According to Ahrefs data from March 2026, premierpoolsandspas.com receives approximately 4,200 monthly organic visitors with an estimated traffic value of $5,500. The Design Your Pool page accounts for 200 visitors (5% share). The Poolapalooza page accounts for 117 (3%). The Olympic diving pool blog accounts for 70 (2%). The top three pages account for about 10% of total traffic, with the rest spread across other pages.
What hidden code labels does Premier use?

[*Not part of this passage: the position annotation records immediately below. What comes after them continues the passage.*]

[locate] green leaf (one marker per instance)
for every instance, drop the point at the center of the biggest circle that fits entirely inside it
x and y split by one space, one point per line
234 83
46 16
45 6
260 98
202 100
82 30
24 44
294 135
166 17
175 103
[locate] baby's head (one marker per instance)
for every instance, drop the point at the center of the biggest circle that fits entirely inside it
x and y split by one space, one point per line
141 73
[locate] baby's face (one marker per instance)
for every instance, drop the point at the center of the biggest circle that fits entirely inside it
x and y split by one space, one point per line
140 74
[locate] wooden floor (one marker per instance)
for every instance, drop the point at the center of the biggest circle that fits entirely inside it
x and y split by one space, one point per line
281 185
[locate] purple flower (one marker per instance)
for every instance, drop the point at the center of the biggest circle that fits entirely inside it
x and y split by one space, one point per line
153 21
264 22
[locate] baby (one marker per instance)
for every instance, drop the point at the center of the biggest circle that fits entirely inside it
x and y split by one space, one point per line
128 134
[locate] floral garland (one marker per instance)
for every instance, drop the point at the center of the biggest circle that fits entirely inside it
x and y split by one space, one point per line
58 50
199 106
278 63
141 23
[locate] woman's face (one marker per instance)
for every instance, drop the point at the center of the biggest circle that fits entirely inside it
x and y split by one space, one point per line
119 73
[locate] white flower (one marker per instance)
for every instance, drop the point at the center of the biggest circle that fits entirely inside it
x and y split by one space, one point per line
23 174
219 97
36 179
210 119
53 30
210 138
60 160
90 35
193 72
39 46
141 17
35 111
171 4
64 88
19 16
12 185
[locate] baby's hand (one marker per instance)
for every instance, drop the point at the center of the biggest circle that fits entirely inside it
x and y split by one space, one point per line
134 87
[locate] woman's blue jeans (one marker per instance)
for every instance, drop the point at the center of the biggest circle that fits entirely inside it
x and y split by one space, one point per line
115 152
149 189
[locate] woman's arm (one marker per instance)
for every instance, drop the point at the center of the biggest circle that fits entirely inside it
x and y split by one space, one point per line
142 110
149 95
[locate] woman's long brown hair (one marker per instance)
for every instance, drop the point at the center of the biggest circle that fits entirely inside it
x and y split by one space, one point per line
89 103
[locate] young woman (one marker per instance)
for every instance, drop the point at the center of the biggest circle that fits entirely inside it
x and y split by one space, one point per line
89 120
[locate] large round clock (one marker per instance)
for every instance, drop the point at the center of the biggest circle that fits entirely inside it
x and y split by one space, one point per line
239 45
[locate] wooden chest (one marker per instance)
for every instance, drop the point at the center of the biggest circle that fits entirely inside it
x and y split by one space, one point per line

Premier runs a rich hidden code label setup: Organization combined with Person, Article labels, VideoObject on one page, and BlogPosting labels. The VideoObject label is especially notable because it tells Google there's video content eligible for video search results, which is a separate traffic channel most pool builders aren't tapping. The Organization plus Person combination connects the company to a real person, which helps Google show richer results for branded searches. Most competitor pool builders in this series don't have VideoObject labels at all.
How does Premier compare to Cody Pools?
Premier and Cody Pools are exact opposites. Cody has 15.3K monthly visitors, Google Reviews, trust badges, and zero forms. Premier has 4.2K visitors, 1-2 forms per page, rich code labels, and zero reviews. Premier got the form side right. Cody got the trust side right. Neither got both. If you're a pool builder reading this, the takeaway is clear: you need forms AND trust signals on every page. One without the other leaves money on the table.